Each conference's top four teams will play each other in non-elimination, Round Robin fashion (three games for each team) to determine the seeding for the first round. They are currently positioned as follows:
Eastern Conference Top-Four
Tampa Bay Lightning
Western Conference Top-Four
St. Louis Blues
Vegas Golden Knights
The remaining eight teams will play in a best-of-five qualifying round before officially beginning the first round. Those matchups will be as follows:
Eastern Conference Qualifying Round
#5 Pittsburgh Penguins vs. #12 Montreal Canadiens
#6 Carolina Hurricanes vs. #11 New York Rangers
#7 New York Islanders vs. #10 Florida Panthers
#8 Toronto Maple Leafs vs. #9 Columbus Blue Jackets
Western Conference Qualifying Round
#5 Edmonton Oilers vs. #12 Chicago Blackhawks
#6 Nashville Predators vs. #11 Arizona Coyotes
#7 Vancouver Canucks vs. #10 Minnesota Wild
#8 Calgary Flames vs. #9 Winnipeg Jets
It has been decided among league officials to hold all playoff games in two "hub cities"- one for each conference. The current candidates for the hub cities are Chicago, Columbus, Dallas, Edmonton, Las Vegas, Los Angeles, Minneapolis/St. Paul, Pittsburgh, Toronto and Vancouver. Given the unpredictable circumstances of the virus- as well as the variable amount of testing equipment and differentiating government mandates- the list of hub cities has not been narrowed down yet.

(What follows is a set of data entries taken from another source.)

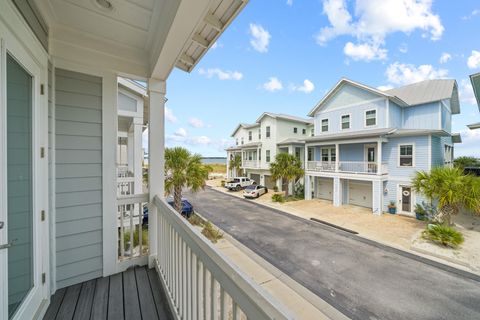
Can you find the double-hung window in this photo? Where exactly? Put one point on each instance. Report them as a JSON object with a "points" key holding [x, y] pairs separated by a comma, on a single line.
{"points": [[324, 125], [345, 121], [406, 155], [370, 118]]}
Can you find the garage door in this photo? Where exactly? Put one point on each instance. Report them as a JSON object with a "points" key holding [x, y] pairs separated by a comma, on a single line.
{"points": [[255, 177], [325, 188], [269, 183], [360, 193]]}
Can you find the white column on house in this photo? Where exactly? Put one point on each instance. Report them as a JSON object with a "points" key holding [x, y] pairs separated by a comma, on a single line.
{"points": [[138, 155], [337, 157], [156, 151], [308, 185], [379, 157]]}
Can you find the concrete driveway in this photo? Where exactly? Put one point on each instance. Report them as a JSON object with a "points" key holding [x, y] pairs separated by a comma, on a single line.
{"points": [[362, 279]]}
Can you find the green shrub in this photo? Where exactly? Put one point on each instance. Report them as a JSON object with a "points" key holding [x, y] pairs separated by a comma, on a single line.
{"points": [[278, 198], [443, 235], [212, 233]]}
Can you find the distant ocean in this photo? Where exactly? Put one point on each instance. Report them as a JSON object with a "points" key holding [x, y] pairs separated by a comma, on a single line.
{"points": [[211, 160]]}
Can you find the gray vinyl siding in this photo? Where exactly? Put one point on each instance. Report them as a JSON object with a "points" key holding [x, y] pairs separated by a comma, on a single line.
{"points": [[78, 168]]}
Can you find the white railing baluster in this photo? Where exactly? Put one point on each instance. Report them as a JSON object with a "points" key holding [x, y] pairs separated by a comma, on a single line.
{"points": [[201, 283]]}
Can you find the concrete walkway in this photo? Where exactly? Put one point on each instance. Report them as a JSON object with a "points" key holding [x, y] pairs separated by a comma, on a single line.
{"points": [[362, 279]]}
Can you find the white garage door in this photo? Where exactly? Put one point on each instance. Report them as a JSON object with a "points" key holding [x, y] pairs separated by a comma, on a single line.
{"points": [[325, 188], [360, 193]]}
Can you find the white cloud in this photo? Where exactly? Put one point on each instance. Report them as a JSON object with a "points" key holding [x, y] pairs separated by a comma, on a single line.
{"points": [[445, 57], [306, 87], [385, 87], [260, 38], [169, 115], [372, 20], [273, 85], [401, 73], [180, 132], [473, 61], [221, 74], [403, 48], [466, 92], [365, 51], [196, 123]]}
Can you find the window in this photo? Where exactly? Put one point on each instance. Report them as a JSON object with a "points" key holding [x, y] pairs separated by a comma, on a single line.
{"points": [[370, 118], [406, 155], [448, 155], [324, 125], [345, 121]]}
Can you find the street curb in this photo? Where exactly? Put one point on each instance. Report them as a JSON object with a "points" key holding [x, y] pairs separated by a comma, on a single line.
{"points": [[330, 311], [407, 254]]}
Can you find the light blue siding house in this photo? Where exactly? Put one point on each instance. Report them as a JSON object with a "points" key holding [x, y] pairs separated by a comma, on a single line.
{"points": [[368, 143]]}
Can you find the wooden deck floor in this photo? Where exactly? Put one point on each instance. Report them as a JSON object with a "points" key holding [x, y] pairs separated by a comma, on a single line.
{"points": [[135, 294]]}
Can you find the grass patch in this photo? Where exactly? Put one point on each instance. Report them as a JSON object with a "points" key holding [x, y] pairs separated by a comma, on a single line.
{"points": [[443, 235], [212, 233]]}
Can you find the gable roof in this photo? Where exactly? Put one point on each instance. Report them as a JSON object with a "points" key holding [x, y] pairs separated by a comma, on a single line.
{"points": [[475, 80], [429, 91], [344, 81], [284, 117]]}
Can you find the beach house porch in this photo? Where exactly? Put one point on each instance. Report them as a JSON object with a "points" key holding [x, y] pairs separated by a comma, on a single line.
{"points": [[63, 225]]}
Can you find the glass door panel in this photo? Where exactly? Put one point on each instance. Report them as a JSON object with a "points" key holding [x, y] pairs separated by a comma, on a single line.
{"points": [[20, 184]]}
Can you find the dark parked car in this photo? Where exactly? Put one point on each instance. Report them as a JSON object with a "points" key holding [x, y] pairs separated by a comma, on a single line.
{"points": [[187, 209]]}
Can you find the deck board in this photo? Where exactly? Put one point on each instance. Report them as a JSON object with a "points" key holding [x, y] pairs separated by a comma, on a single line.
{"points": [[135, 294]]}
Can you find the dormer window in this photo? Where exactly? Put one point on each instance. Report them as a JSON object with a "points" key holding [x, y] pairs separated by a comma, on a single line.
{"points": [[324, 125], [345, 121], [370, 118]]}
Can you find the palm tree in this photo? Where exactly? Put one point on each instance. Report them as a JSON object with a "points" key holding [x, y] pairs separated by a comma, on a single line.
{"points": [[452, 190], [235, 163], [286, 167], [462, 162], [182, 169]]}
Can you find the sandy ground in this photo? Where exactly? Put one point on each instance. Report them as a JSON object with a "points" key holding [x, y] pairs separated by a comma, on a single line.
{"points": [[394, 230]]}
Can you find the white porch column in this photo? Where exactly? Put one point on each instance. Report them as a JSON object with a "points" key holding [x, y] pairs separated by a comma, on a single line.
{"points": [[337, 192], [379, 157], [308, 190], [156, 151], [337, 157], [138, 155]]}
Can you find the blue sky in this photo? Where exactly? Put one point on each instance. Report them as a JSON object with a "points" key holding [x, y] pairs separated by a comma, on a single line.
{"points": [[283, 56]]}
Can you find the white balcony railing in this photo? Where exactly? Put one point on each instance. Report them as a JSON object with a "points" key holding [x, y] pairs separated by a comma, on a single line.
{"points": [[200, 282], [132, 226], [250, 164], [362, 167]]}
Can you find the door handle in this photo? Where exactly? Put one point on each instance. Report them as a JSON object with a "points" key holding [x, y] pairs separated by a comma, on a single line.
{"points": [[7, 245]]}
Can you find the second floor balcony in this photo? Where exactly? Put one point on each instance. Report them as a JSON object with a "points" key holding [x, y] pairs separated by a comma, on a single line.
{"points": [[356, 167]]}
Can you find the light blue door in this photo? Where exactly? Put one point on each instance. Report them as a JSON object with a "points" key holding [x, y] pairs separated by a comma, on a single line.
{"points": [[20, 184]]}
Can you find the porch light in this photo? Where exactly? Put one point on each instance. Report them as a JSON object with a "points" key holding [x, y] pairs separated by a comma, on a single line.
{"points": [[104, 4]]}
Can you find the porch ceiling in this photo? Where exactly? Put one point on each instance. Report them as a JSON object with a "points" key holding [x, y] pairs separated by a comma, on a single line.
{"points": [[143, 38]]}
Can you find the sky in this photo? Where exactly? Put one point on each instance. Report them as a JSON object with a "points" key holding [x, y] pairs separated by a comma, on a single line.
{"points": [[283, 56]]}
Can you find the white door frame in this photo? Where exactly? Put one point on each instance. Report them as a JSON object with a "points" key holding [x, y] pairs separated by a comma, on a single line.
{"points": [[35, 301], [399, 199]]}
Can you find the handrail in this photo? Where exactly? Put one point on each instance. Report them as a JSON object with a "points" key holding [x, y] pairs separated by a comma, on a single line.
{"points": [[186, 260]]}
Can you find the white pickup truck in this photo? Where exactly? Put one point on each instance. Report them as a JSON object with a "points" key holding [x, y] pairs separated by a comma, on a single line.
{"points": [[239, 183]]}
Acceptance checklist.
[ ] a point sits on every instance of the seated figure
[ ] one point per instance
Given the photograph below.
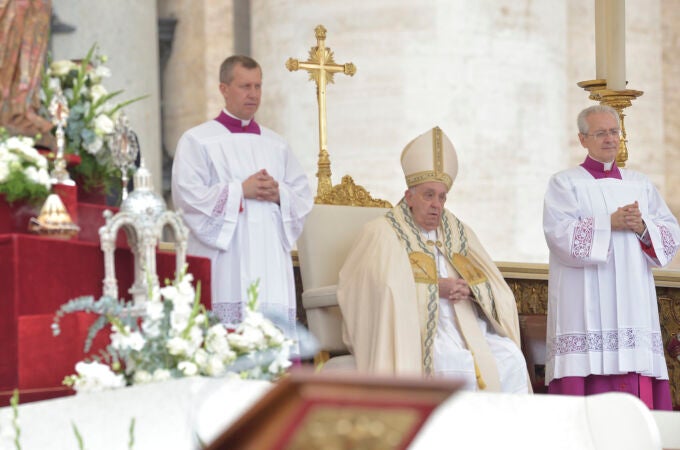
(419, 295)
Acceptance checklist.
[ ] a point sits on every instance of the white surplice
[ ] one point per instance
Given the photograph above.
(602, 306)
(246, 240)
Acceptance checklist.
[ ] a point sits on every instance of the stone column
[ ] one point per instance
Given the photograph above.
(126, 31)
(204, 37)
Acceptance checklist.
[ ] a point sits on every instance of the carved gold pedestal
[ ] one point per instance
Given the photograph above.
(618, 100)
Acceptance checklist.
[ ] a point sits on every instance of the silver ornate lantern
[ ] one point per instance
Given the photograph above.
(144, 217)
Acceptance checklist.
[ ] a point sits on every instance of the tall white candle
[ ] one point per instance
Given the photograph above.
(600, 40)
(616, 44)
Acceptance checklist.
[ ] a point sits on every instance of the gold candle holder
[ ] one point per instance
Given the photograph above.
(618, 100)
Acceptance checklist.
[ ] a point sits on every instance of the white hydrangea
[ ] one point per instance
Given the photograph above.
(127, 339)
(103, 124)
(95, 146)
(94, 376)
(188, 368)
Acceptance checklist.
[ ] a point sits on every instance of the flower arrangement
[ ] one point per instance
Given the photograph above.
(23, 170)
(174, 336)
(91, 116)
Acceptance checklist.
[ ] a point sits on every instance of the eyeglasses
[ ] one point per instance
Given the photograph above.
(615, 133)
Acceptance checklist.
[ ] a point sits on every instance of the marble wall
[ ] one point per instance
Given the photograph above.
(499, 76)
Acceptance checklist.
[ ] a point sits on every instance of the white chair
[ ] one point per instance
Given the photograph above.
(328, 235)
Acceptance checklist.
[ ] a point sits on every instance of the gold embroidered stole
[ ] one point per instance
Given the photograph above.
(422, 254)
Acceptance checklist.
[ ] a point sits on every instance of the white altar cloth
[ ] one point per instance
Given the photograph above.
(166, 415)
(171, 414)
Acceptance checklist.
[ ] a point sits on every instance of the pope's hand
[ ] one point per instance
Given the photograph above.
(455, 289)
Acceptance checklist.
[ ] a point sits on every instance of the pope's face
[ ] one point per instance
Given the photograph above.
(602, 140)
(242, 94)
(427, 201)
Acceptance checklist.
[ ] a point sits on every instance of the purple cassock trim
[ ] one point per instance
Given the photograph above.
(655, 393)
(596, 169)
(235, 126)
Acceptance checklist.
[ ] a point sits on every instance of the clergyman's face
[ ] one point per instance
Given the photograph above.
(242, 95)
(426, 202)
(604, 147)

Whenever the playoffs may begin, the Preds will play the Coyotes right off the bat. The teams played only two games against each other this season, rather than their typical three (they were set to face off again on Mar. 28). The Preds went 1-1-0 on the season series with the Coyotes, scoring five goals and allowing seven. Arizona's Phil Kessel and Nick Schmaltz were the team's top performers versus the Preds this season, with the former scoring two goals and the latter notching three assists.
The last time the Preds played the Coyotes in the playoffs was 2012. The then-Phoenix Coyotes took the Preds out in five games in the second round. If the top-four seeds were to remain the same and the Preds were to beat the Coyotes this year, they would play Vegas in the first round of the playoffs.